The samples are airline-sized 50ml bottles that pour a 1.75 ounce taste into a wine glass. Accompanying the six samples is a small brochure that offers initial lessons in how to taste and classify your wines, followed by individual details on each sample and winery or winemaker, with a brief description and pairing suggestions.

 

Wineist lineup

 

The goal of this packaging is to engage the consumer while developing their tasting profile over monthly subscriptions from which you can then order full-sized bottles. A different monthly theme is created, obviously designed to expose the consumer to a complete view of the wine world instead of finding their immediate comfort zone.
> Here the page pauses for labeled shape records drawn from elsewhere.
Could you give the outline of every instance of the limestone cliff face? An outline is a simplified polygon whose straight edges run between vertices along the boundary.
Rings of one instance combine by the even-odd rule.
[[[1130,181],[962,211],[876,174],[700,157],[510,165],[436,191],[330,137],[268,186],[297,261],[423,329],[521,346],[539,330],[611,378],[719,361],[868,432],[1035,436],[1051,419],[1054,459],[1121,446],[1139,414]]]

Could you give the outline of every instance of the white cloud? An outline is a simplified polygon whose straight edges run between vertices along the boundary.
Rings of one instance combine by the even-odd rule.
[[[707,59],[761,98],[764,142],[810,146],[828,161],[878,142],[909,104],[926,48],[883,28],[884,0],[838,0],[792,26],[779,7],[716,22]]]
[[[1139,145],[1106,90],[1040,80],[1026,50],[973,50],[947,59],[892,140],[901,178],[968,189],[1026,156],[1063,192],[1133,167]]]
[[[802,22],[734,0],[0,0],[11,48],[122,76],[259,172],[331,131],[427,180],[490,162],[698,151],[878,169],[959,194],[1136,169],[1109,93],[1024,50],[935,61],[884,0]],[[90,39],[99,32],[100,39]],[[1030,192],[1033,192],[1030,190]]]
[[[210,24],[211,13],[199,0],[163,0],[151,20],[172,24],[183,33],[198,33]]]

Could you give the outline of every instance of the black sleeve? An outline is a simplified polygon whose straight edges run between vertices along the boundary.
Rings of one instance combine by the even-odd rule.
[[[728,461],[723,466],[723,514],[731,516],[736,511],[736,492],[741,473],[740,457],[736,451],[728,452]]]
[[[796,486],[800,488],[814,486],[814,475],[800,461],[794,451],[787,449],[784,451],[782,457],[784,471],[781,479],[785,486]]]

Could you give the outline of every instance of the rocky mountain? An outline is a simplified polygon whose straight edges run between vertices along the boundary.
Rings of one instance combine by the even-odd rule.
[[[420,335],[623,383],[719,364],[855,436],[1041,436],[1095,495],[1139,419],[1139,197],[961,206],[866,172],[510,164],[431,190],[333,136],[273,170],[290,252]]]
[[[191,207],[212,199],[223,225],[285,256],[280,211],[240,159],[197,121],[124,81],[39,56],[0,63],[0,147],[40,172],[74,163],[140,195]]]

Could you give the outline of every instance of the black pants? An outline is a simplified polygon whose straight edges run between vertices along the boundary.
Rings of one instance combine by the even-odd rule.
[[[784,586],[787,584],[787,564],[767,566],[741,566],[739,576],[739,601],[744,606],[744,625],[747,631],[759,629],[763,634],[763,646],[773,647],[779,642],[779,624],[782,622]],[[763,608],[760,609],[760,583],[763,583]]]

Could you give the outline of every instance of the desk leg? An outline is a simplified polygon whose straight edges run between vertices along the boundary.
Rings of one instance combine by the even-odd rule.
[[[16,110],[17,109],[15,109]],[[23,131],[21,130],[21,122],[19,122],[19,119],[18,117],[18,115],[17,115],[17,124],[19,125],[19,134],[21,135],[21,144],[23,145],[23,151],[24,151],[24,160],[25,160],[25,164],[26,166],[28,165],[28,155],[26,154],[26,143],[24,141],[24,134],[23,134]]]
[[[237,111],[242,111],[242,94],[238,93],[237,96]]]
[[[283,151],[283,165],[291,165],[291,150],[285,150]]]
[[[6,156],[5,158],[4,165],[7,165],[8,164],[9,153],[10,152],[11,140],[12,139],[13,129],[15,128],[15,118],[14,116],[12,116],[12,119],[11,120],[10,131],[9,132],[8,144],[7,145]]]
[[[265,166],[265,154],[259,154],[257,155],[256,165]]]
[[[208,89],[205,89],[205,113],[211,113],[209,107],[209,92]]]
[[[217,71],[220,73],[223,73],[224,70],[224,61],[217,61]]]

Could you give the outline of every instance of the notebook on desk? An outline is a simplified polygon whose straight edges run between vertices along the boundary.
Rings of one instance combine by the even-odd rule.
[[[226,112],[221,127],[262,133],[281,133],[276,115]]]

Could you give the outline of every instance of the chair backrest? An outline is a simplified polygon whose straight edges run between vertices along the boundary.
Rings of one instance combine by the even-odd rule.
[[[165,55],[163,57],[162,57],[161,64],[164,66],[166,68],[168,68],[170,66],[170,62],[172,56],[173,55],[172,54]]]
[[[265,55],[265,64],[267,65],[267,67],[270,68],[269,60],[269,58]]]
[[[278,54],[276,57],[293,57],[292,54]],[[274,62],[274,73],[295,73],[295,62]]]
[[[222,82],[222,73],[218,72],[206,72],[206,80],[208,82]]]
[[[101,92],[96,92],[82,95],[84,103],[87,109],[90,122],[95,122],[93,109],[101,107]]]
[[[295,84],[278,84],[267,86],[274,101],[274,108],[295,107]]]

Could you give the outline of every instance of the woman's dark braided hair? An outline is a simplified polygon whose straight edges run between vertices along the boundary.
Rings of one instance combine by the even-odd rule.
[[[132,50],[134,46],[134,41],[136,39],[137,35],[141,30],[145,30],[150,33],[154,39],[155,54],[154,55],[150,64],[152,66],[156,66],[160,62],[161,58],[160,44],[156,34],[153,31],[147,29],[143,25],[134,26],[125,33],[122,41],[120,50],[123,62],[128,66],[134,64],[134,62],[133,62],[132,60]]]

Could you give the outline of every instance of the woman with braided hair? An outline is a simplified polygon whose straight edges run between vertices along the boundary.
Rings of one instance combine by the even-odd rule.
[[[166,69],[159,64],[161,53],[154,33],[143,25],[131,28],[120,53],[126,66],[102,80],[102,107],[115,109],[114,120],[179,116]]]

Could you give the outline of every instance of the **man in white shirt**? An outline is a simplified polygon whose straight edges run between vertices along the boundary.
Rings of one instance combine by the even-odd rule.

The package I received had one wine from Germany, two from South Africa, two from Spain, and one from Italy. They are focused on providing new wine tasting experiences to people who most likely have never seen them before- four of these wineries I had never heard of, only one of these I knew well. So yes, a new way to taste wines that are new to you!

wineist paper

 

An interesting aspect is that the bottles are labeled with roman numerals; the taster is encouraged to take notes in the space provided on the newsprint. The consumer won’t be tempted to ignore the details as it becomes key to knowing what wine one is drinking if they want to have more.

 

wineist white

 

Being able to come home from work late a night and find a sample box with six wines surely makes finding new wines easy! Pop a few screw tops, taste a few wines, order a bottle of what you enjoy, and know it will be in your mail in a few days. It offers the customer ease and reduces time constraints with little pressure. On the other hand, unless you share your samples with a friend, the social aspect of tasting is lost, but if that gets the consumer to try several wines from regions that are far outside their comfort range, then why not?

 

wineist rose

 

Wineist is a start-up company based in Ljubljana, Slovenia. The business model is reported to function as a way for wineries to get greater exposure to buyers (and increase product demand), while simultaneously allowing consumers the opportunity to taste a wide array of wines with minimal liability and expense, thereby removing the wine-store worries a consumer might have that they will have to buy a 750ml bottle of something they won’t like.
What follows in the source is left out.